The study was conducted by primary care doctors at multiple pediatric practices throughout the St. Louis area, suggesting the strategy is widely applicable in a primary care setting and not just effective when implemented by researchers at a single academic medical center.
Past clinical trials conducted in the highly controlled settings of academic medical centers had suggested that the medication-as-needed approach worked just as well as a traditional strategy of daily scheduled steroid treatments with a rescue inhaler as needed. But how well that strategy might transfer to individual community medical practices had been an open question.
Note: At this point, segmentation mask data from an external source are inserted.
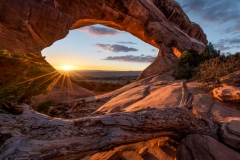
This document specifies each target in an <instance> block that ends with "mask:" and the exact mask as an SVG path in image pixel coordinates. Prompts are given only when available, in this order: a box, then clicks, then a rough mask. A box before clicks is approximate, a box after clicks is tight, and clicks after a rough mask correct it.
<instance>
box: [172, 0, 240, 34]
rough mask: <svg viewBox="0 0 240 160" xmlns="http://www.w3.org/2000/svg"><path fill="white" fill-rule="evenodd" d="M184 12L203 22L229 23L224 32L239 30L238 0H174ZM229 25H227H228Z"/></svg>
mask: <svg viewBox="0 0 240 160" xmlns="http://www.w3.org/2000/svg"><path fill="white" fill-rule="evenodd" d="M176 1H177V2H178V3H179V4H180V5H181V6H182V8H183V10H184V11H185V12H186V13H191V14H192V15H195V16H197V17H200V18H201V20H202V21H203V22H207V23H213V24H230V25H231V27H228V28H226V29H225V30H224V31H225V33H235V32H240V19H239V17H240V10H239V8H238V4H237V3H239V1H238V0H231V1H230V0H228V1H227V0H218V1H216V0H190V1H186V0H176ZM228 26H229V25H228Z"/></svg>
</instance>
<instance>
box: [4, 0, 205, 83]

Not only is this alternative, as-needed, symptom-based strategy effective when administered by the children's primary care doctors, the researchers found that approach reduced the amount of steroid medication the children took monthly by almost 75 percent.
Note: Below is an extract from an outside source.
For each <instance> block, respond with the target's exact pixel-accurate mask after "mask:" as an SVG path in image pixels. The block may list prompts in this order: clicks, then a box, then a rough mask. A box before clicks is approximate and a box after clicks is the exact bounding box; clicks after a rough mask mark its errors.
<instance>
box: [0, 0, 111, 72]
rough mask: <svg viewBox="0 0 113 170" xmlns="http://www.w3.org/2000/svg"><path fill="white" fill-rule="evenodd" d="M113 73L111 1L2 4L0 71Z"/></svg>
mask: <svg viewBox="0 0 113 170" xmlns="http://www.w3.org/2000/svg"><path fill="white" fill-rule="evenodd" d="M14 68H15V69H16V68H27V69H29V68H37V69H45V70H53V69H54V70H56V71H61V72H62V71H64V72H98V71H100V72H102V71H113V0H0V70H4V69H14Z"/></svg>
The study included 206 African American children 6 to 17 years of age with mild asthma that was adequately controlled with asthma controller steroid medication. Participants saw their own pediatricians at 12 primary care providers throughout St. Louis. The patients were randomly assigned to one of two groups. Each participant in one group was advised to take a dose from an inhaler containing the steroid beclomethasone as needed when symptoms arose, along with the rescue bronchodilator albuterol. Symptoms that might prompt the use of medication include shortness of breath, tightness in the chest, coughing, wheezing and difficulty performing physical activities.
Each participant in the second group was advised to take a specific inhaled dose of the steroid beclomethasone daily, regardless of symptoms, plus the rescue bronchodilator as needed in response to symptoms, as has been the standard recommendation for almost 30 years by the Global Initiative for Asthma guidelines.
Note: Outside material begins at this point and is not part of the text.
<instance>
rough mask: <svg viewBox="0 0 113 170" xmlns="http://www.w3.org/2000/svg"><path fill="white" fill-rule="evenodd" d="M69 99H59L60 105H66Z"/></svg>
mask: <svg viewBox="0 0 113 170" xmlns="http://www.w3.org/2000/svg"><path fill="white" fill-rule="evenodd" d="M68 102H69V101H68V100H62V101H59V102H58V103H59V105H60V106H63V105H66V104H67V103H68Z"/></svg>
At the end of the one-year study, the researchers found no differences between groups in surveys of how well the patients' asthma was controlled, as well as no differences in breathing tests that measure lung function. There also were no differences in the number of participants who sought extra medical care—such as office or emergency room visits—for asthma attacks.
As might be expected, the group taking daily beclomethasone, an inhaled corticosteroid, used more of the medication per month than those in the symptom-based group. On average, children in the daily-use group used 1,961 micrograms per month, while the symptom-based group used 526 micrograms per month, cutting the amount of this medication by almost three-fourths. The reduced amount is desirable, according to the investigators, because steroids have side effects that include stunted growth.
"Many families are concerned about the cost of this medication as well as the growth-related side effects, and stop taking their steroid medicine altogether. So it's nice to show that less medication—used as needed—is just as effective," Sumino said. "This as-needed steroid plus rescue albuterol strategy is now recommended in the Global Initiative for Asthma guidelines as one of the options for the treatment of mild asthma. Given the result of our study and others, primary care doctors may tell their patients with mild asthma that they have an alternative effective strategy other than taking the inhaled steroid every day, if they prefer not to do so."
The researchers also noted that children and caregivers in the group taking medication as needed reported that they felt they were actively managing their asthma care rather than passively relying on doctors' orders. The symptom-based strategy, in other words, gave them a sense of ownership over their asthma management, which is important in the long-term control of the disease, according to the Sumino and her colleagues.